Google works on creating a Native Client app for Quickoffice, a software acquired last year. There's an Office Viewer extension for Chrome, which is bundled with Chrome OS.
Now Google experiments with adding editing features to the Office Viewer. If you have a Chromebook, you've switched to the Dev Channel and have the latest Chrome OS version (29.0.1547.2), you can enable these features:
1. open a new tab
2. type this in the address bar: chrome://flags/ and then press Enter
3. use Ctrl+F to search for "document editing"
4. click "Enable" next to "Enable document editing"
5. click the "Restart Now" button to restart your computer and use the new flag.
The editor is pretty basic and it only works for Microsoft Word documents and Excel spreadsheets. For some reason, the document editor only saves documents in the Office 2007 format.

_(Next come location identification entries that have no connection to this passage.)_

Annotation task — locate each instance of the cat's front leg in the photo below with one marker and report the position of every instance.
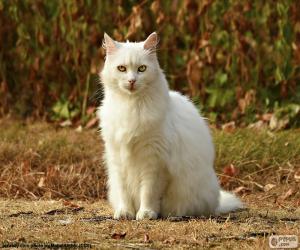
(119, 197)
(150, 193)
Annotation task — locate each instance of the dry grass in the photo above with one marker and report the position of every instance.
(40, 160)
(48, 165)
(92, 224)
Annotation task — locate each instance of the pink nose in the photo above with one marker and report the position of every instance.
(132, 81)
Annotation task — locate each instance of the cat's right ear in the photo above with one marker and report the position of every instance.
(109, 44)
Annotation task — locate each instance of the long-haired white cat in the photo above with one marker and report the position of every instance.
(159, 153)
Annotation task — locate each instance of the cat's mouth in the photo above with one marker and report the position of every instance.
(130, 88)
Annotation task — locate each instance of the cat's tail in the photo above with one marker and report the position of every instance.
(228, 202)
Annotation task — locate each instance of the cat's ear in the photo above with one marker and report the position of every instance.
(109, 44)
(151, 42)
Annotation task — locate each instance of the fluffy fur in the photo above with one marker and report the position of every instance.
(159, 153)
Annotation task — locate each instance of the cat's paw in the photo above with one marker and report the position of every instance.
(146, 214)
(123, 214)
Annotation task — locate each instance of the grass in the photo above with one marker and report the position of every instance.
(52, 190)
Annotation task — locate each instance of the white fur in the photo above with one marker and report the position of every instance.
(158, 149)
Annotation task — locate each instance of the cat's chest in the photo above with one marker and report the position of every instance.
(119, 124)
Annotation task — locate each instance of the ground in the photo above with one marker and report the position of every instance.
(52, 188)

It's likely that editing will be a standard feature and it will also be available in the Chrome extension. Google will have to change its name to shows that it's more than a file viewer. It will be interesting to see how Quickoffice for Chrome integrates with Google Drive.
Chrome OS supports a lot of file formats without relying on Google Drive. You can open and edit photos (BMP, PNG, GIF, JPEG, WEBP), you can play videos (3GP, AVI, MOV, MP4, WEBM, OGV), play music (MP3, M4A, OGG, WAV), create ZIP archives, extract files from archives (ZIP, RAR, TAR), open PDF files, text files and Microsoft Office documents (DOC, DOCX, XLS, XLSX, PPT, PPTX). Offline and natively.